Thursday, October 25, 2012

"What if you're hit by a bus?"

In this age discrimination case, the incoming CEO spoke to the plaintiff about his plans for the company. The CEO, Scott State, said to plaintiff, "Burt, you're 71 years of age, how long do you expect to work? What if you're hit by a bus, and we have to plan for the future." Six weeks later, plaintiff was fired as defendant's chairman. Your instincts would say that plaintiff has a great case. He doesn't.

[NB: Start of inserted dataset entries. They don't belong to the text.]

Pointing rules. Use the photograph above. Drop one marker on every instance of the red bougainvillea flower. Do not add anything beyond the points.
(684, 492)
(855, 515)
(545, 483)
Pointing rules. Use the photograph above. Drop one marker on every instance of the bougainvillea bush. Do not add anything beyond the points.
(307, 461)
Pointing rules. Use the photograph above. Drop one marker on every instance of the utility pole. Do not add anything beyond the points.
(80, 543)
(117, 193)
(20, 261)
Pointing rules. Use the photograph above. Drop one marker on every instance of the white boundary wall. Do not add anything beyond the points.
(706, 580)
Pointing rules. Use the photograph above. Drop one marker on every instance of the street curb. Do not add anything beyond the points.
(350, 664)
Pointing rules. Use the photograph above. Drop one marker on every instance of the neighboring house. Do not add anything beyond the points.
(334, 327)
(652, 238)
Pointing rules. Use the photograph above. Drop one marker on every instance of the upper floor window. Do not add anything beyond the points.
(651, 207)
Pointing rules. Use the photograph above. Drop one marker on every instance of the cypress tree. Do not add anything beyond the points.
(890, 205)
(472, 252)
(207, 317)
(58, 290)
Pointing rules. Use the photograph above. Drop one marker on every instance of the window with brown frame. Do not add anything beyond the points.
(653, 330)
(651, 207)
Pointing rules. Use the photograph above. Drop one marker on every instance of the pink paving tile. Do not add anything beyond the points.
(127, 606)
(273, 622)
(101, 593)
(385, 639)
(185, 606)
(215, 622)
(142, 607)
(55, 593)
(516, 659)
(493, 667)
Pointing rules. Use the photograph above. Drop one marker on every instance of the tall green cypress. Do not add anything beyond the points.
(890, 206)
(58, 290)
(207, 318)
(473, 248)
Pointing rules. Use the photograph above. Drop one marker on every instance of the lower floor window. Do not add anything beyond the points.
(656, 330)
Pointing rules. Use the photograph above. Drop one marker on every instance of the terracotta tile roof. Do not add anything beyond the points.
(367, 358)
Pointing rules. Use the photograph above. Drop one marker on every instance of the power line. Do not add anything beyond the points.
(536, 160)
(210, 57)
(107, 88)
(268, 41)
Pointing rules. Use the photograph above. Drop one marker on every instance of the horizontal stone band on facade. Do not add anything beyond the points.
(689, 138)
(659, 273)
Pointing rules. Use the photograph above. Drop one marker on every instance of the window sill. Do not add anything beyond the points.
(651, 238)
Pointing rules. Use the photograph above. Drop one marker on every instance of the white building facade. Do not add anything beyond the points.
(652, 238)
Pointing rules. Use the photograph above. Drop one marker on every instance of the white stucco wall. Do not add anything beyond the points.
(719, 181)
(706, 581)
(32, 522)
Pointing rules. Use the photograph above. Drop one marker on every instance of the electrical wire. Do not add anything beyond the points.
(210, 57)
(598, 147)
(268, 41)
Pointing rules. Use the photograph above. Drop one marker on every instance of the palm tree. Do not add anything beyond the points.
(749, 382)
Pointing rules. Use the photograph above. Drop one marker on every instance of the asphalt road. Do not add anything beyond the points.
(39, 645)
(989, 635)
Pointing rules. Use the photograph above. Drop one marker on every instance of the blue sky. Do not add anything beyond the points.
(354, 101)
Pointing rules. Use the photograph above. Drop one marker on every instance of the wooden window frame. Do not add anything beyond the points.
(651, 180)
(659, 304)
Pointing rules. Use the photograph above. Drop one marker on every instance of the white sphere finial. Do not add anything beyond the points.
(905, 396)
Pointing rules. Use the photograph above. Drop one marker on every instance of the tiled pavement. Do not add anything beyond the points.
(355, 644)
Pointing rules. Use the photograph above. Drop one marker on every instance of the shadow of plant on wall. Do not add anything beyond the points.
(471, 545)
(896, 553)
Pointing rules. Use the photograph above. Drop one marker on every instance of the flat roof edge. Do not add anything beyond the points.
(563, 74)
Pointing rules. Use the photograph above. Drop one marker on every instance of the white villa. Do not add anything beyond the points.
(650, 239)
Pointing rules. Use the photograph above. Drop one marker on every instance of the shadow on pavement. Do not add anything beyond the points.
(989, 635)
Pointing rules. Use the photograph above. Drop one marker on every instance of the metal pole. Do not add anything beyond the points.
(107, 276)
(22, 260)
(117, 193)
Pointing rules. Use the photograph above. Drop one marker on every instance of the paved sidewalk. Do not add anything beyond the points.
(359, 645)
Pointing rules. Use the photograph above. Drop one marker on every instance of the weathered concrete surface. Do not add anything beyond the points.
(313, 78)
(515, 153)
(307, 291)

The case is Fried v. LVI Services, Inc., a summary order decided on October 15. The "hit by a bus" comment is indeed evidence of age discrimination. That's not enough to win the case, though. Under Supreme Court precedent (Gross v. FBL Financial Services, 557 U.S. 167 [2009]), the plaintiff has to show that "but for" defendant's age bias, he would not have been terminated. This is unlike the standard governing Title VII discrimination cases, which requires only that the age or race be a motivating factor in the decision to fire the plaintiff. Under the "but for" test, the plaintiff loses.

The Court of Appeals (Raggi, Carney and Calabresi) says that "the overwhelming documentary evidence support[s] LVI's articulated non-discriminatory reason for terminating Fried: the need to ensure that CEO State would be free to manage the company as he saw fit." Moreover, the evidence shows that:

before State accepted the CEO position at LVI, Fried had provided written assurances to Board members that the new CEO would indeed be in charge of the company and that Fried would afford State “all the room he wants” to run LVI as he saw fit. Instead, the evidence shows that, almost immediately after State assumed the CEO position, Fried attempted to arrogate to himself fifteen areas of responsibility that went well beyond the most liberal construction of “strategic growth,” his designated area of responsibility as LVI Chairman. On this record, we are compelled to conclude, as the district court did, that no reasonable juror could find that LVI’s nondiscriminatory reason for terminating Fried was a pretext for age discrimination and that “but for” Fried’s age, he would not have been terminated.

Interesting side notes. First, the EEOC wrote a brief in support of plaintiff's claim. They don't do that if liability is not consistent with EEOC policy. Second, the district court thought the ageist comment was a "stray remark" without any evidentiary value. The district court reasoned:

Fried's case hinges almost exclusively on the October 19, 2010 conversation between Fried and State, when State purportedly indicated that he would be reassigning Fried's duties and stated: "Burt, you're 71 years of age, how long do you expect to work. . . . [W]hat if you get hit by a bus . . . we have to plan for the future." However,  "[s]tray remarks, even if they occurred as plaintiff claims, are not enough to satisfy the plaintiff's burden of proving pretext. Stray remarks alone do not create an issue of material fact to defeat summary judgment." In this case, the single, isolated mention of Fried's age, the only such mention in the entire record, cannot, standing alone, create an issue of material fact sufficient to defeat summary judgment. This is especially true given that State, by Fried's own admission, qualified his remark by asking "what if you get hit by a bus."

Although the Court of Appeals rules against Fried, it does find that the "hit by a bus" comment was not a stray remark because it "expressly referenced Fried's age in the context of disputing his claimed job duties." Of course, in the end it does not matter because plaintiff was unable to show that he would not have been fired but for the ageist bias.